53: No More Overtime
53: No More Overtime
No More Overtime
Work expands so as to fill the time available for its completion.
~C. Northcote Parkinson
I sighed at the piles of dishes on the kitchen counter. A quick glance at the clock showed it was almost 8:30. I had just finished putting our daughters, ages two and six, to bed. I desperately wanted to play fairy godmother and wave my magic wand. Poof! Dirty dishes be clean. Poof! Floors be swept. Poof! Laundry be done.
But I’m no fairy godmother, and I certainly don’t have a magic wand. No chance of enlisting help from my husband, either. I could hear Derek in the home office, still on the phone scheduling appointments with clients for the next day. There was nothing left to do but tackle the mountain of dishes. But as I fished bits of greasy chicken and mystery food gunk out of the garbage disposal, that familiar and weary discontent returned.
By the time I was wiping the counters, I was shooting furious glances at Derek. He was now relaxing on the couch, watching TV Couldn’t he see how much work remained?
I hinted through gritted teeth, “You know, I sure could use some help in here. Maybe dry these dishes. Or make lunches for school tomorrow.”
“Not now, hon. I just sat down. I need a break. I’ll help in the morning, okay?”
That was not okay. Couldn’t he see I needed a break, too?
“I can’t. Can’t you see how much still needs to get done?”
He gave me a suit-yourself look and went back to flipping through the channels.
I finished in the kitchen and stomped up the stairs. Derek was blissfully (or deliberately) oblivious to my resentment. By the time I was done with the laundry, it was past ten o’clock! So unfair. Yet another late night without a moment of downtime the entire day.

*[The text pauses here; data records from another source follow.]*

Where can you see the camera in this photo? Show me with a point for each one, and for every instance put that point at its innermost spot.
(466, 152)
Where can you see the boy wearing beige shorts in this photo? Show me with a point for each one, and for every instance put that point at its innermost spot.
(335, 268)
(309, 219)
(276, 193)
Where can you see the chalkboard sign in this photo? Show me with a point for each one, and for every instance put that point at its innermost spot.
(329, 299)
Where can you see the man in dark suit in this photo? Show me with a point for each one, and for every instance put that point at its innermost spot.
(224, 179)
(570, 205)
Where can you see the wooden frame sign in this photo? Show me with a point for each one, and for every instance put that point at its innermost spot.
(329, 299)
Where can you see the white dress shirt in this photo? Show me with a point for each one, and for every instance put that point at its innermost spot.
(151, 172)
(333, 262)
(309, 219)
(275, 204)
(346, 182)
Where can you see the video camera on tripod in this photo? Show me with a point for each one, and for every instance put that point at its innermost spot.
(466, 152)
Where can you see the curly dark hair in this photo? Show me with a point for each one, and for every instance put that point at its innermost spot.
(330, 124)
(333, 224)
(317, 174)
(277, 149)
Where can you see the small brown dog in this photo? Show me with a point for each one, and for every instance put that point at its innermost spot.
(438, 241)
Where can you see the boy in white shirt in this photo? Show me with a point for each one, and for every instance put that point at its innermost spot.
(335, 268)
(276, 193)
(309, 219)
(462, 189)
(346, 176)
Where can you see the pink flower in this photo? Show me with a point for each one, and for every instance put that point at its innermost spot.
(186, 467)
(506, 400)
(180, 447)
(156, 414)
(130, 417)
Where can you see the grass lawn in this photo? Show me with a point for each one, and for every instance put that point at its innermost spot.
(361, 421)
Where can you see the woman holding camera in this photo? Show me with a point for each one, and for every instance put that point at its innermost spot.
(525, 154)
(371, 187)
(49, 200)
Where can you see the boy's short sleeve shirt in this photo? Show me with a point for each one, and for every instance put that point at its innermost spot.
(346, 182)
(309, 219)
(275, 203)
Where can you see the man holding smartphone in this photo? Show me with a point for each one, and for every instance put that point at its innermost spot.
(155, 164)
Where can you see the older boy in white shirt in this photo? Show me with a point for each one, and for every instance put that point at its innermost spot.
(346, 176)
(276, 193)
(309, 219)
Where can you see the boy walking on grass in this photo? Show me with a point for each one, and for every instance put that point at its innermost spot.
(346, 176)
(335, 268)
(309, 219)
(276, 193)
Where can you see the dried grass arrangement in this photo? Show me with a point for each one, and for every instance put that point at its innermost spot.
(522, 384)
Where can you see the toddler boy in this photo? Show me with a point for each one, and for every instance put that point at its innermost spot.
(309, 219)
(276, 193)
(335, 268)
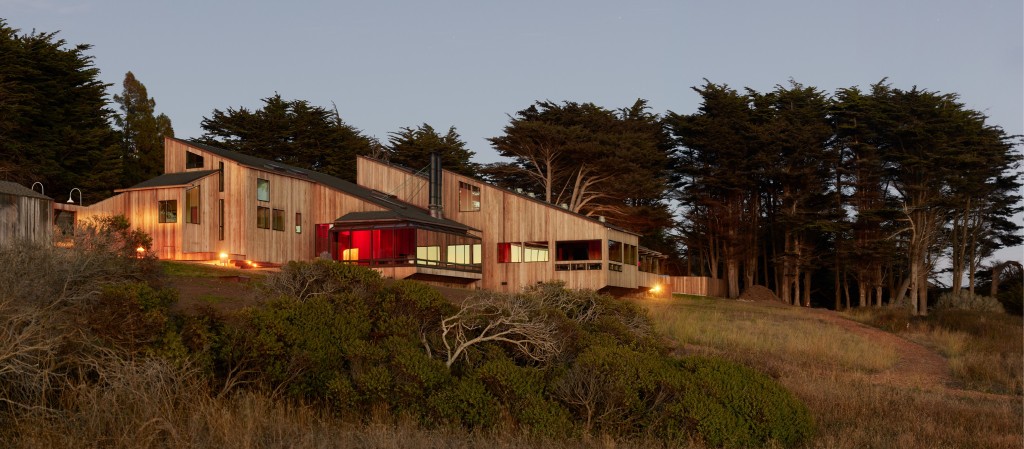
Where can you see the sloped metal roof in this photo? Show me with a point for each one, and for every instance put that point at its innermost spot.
(171, 179)
(22, 191)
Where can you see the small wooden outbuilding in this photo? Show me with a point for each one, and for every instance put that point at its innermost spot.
(25, 214)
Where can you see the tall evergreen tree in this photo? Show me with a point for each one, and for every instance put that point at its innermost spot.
(592, 160)
(141, 132)
(718, 171)
(290, 131)
(55, 122)
(412, 148)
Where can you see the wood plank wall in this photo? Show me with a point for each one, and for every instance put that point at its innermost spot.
(698, 285)
(505, 216)
(243, 240)
(26, 217)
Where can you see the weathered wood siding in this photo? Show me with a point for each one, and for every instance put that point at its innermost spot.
(243, 240)
(504, 217)
(697, 285)
(26, 218)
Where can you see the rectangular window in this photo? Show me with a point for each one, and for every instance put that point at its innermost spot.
(193, 160)
(262, 190)
(578, 250)
(630, 257)
(279, 219)
(262, 217)
(614, 251)
(168, 211)
(220, 221)
(428, 255)
(192, 205)
(509, 253)
(535, 251)
(469, 198)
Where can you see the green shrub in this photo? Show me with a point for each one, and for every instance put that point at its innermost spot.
(467, 403)
(736, 406)
(132, 315)
(521, 392)
(965, 300)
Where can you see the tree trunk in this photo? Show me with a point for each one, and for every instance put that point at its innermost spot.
(807, 288)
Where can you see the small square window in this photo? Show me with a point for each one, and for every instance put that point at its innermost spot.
(168, 211)
(262, 217)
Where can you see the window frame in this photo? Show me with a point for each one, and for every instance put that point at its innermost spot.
(467, 194)
(194, 194)
(193, 158)
(264, 194)
(278, 219)
(163, 210)
(262, 217)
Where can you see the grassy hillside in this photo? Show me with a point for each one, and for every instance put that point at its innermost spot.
(866, 388)
(863, 385)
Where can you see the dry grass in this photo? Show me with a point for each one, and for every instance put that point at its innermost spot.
(853, 406)
(985, 350)
(756, 330)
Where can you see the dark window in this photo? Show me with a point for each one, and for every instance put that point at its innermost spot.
(630, 257)
(193, 160)
(614, 251)
(168, 211)
(192, 205)
(262, 190)
(262, 217)
(220, 220)
(469, 198)
(578, 250)
(279, 219)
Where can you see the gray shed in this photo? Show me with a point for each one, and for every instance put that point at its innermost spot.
(25, 214)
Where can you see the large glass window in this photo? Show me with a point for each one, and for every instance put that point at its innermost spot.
(193, 160)
(514, 252)
(469, 198)
(262, 217)
(168, 211)
(578, 250)
(464, 253)
(262, 190)
(192, 205)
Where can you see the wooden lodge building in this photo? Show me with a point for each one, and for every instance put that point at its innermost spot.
(441, 228)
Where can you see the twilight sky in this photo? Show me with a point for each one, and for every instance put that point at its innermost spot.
(469, 64)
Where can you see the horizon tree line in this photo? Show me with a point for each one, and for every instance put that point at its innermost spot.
(855, 195)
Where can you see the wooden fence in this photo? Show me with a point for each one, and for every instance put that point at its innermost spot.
(697, 285)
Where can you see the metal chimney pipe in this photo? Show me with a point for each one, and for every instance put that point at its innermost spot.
(436, 207)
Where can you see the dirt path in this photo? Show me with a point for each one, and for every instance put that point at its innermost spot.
(916, 365)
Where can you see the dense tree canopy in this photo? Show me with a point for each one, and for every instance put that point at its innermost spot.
(412, 148)
(793, 187)
(54, 120)
(141, 132)
(592, 160)
(291, 131)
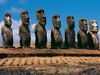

I was about to spit a sarcastic “must be nice” comment Derek’s way when I considered maybe, just maybe, he wasn’t doing anything wrong. He is a busy real estate agent and works many evenings. To be fair, he deserved a break. He deserved to end his workday.
That’s when I had my epiphany: There is no official end to my workday at home. Even if I worked until midnight every night, I still wouldn’t get absolutely everything done around the house. So why was I trying? A huge weight lifted as I recognized this futility. What a relief! Since I couldn’t get everything done every day, I would just do my best and end my shift at a certain time. Right then I designated 8:30 as a realistic end time to my shift.
The next night looked a little different. After putting the kids to bed, it was already 8:15. Since I only had fifteen minutes until my workday ended, I tackled the kitchen with more enthusiasm than I’ve ever known. I didn’t realize I could load the dishwasher, wash pots and wipe counters with such gusto. All the while I was glancing at the clock: 8:18… 8:24… 8:28 (woo-hoo, only two minutes to go!).
I never got to sweeping the floor or making our daughter’s school lunch, but it didn’t matter. My relief when I lit a few candles and sat on the couch with a cup of tea was worth it. When Derek came home late from work, he was rewarded with a peaceful, contented wife. No nagging. No stomping. No bitterness. It must have been a relief for him too.
Now I respect my schedule and usually end my shift on time. Nobody seems to care if the floors aren’t swept or there’s still a pile of laundry in the morning. Somehow it all gets done eventually. I started delegating jobs to my older daughter, who’s great at sorting clean laundry and putting away most of her own clothes. I’ve become more efficient with my chores, and more forgiving of myself (and my husband) when we don’t get them all done.
Turns out I didn’t need a magic wand. I just needed to set more realistic expectations and give myself permission to stop working overtime every day. Maybe next I’ll start scheduling coffee and lunch breaks too!